An expression of disdain crossed Kurst’s face. At times, he averted his eyes from merchants. He looked uncomfortable, though Isabel wondered if she was projecting her own feelings. People could do what they want with their lives, but she didn’t have to like it.
The market’s third level proved far less populated, and they found their mark in an isolated corner, lying in a striped hammock woven from a dozen colors. Utari cut an unobtrusive figure in worn blue jeans and lightweight sneakers, her dark hair hanging straight about features derived from somewhere in the cross-section of southeast Asia and Oceania.
“I came to find a Finder,” Kurst greeted her.
The woman tilted her head back, opened her mouth wide to laugh, then abruptly stopped, shut her mouth, and erased all expression from her face. She and Kurst stared at each other, then he shrugged, and she snickered as she slid from the hammock.
“What are you offering, clever boy?” she said.
“Maps, artwork, a guided tour anywhere in the Cardinal Realms, two fists to the face of your choice,” Kurst said.
“So, the usual.”
“I’m a simple guy, Utari. I do a few things, but I do them well.”
Utari chuckled softly. “That you do. Too bad I don’t need any of them.”
“It was fair payment last time.”
“And the face you hit hasn’t crossed the Shroud since.”
Kurst shrugged and smiled.
“Offer me something new,” Utari said.
“Two minor boons from cartographers,” Kurst said.
Utari scoffed. “Don’t care.”
“A map of the East’s underground passages, with all the hidden paths through the Curtain of Fire and the underwater city.”
“Not going to the East.”
Kurst’s eyes glazed with rumination. After about ten seconds, he said, “A trip beyond the Cardinal Realms.”
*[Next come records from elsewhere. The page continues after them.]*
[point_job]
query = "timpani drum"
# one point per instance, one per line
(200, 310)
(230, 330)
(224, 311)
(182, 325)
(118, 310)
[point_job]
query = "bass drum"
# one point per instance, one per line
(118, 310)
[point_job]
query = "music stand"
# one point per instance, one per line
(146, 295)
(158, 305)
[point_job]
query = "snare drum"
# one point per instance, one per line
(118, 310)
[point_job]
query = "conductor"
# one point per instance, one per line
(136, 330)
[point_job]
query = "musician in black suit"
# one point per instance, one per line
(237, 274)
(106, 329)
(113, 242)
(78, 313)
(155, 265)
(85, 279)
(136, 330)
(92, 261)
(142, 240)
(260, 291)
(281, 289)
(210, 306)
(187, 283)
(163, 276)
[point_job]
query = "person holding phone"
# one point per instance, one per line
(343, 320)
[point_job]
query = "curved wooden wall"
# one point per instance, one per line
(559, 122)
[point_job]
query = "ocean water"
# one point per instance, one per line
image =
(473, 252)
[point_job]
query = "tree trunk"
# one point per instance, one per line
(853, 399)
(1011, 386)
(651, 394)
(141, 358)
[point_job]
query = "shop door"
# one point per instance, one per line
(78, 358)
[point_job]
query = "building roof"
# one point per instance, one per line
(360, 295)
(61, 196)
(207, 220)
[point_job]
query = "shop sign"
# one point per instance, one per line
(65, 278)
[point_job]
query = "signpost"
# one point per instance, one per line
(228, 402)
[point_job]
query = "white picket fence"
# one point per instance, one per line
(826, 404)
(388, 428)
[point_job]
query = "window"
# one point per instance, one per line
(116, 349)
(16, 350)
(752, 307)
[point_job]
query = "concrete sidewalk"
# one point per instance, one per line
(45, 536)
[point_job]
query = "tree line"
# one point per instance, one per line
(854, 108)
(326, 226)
Isabel shot a look and her thoughts toward Kurst. She is not coming with us, Isabel called. An alarmed look flickered across Kurst’s face before he slammed his mind shut like a door. Isabel could easily penetrate the mental barrier if she liked, but she let it be.
“Chaos storms are enough Boundless for my taste, thank you very much,” Utari said, oblivious to the mental exchange. “Sorry, Kurst. You have nothing for me.” She looked past Kurst toward Isabel. “What’s your friend offering?”
“I’m the customer,” Kurst said.
“I like a woman who can speak for herself,” Utari said.
Isabel considered Utari. Finders were rare, their innate Art impossible to teach, but they seldom had other useful abilities, meaning they generally had to trade on it. This was haggling. Utari would feign disinterest in everything. They would leave. Utari would wait for them to return. It was a game, a dance. Isabel had no time for it, but she did have certain currency in the bank.
“Major boons for trade,” Isabel said.